Testing your RegExp seem to work and return proper results. The only problem I can think of is that your documents are not within the current filter settings. Play with the “Search Included/Excluded Documents” Options in Binder search.
If nothing helps, feel free to upload a small demo project demonstrating the issue.

I hope this illustrates the issue.
This time I have chosen to search for non-breaking spaces in my manuscript. These have Unicode x00A0. As you can see, Scrivener finds these and highlights them inside the individual documents on the right, but the document names containing the hits fails to manifest in the Search Result list on the left.
Note, this only happens when one searches for “unusual” things.

I have tried playing around with the search settings without success.

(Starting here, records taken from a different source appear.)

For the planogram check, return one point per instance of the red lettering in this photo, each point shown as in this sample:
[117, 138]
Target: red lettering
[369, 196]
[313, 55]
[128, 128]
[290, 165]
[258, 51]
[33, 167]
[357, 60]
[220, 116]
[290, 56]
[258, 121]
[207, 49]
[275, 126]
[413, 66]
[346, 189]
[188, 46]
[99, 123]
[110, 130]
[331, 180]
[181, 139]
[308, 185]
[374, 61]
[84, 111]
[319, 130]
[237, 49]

Please, come up with a different example, as Non-Breaking spaces are special(in some search cases they are treated as normal spaces). Your screenshot also does not show the current search operators, although I assume this is not a problem. Still I appreciate the Non-Breaking space example, but I will need a different use case to test and fix any issues here.

Please, also have in mind that in some cases the current document search and the global project search might return different results, depending on the search criteria. This is due to the fact that Project Search is searching a database file which contains a plain text version of all your documents. When you search within a document, you actually search within the current document contents. The two searches although similar, are indeed different as they search in different data. This is done to speed up project searching and avoid loading all your project documents upon search, which is extremely slow. Because of this some special type of searches and special character searches might return different results.

If the searches are dramatically wrong, you should also run File > Save and Rebuild Search Indexes, which will rebuild the search database, which might end up with different contents in case Scrivener or your OS crashes for example.

I suspect my problems stem from the current document search and the global project search differences as you suggest.
Nonetheless, this is a major problem for someone like me, as non-breaking spaces, spaces in front of paragraphs, and soft line breaks crop up in my documents and need to be weeded out.

I really hope a way for this to be addressed can be worked out, for example by offering a ‘slow’ global search option.

Nonetheless, I’m including a couple more examples in case it helps. Note that these are all ‘special’ types of searches.

My search options.

Same issue as my first example and probably the same cause.

Scrivener src start-space.png
This one is a bit more curious.
The offending document, i.e. the one containing a space in front of a paragraph is NOT listed, but multiple other documents that do not seem to have the issue ARE listed. The ones listed contain various items such as 1) a single bitmap image, 2-3 lines of text for a title page, etc.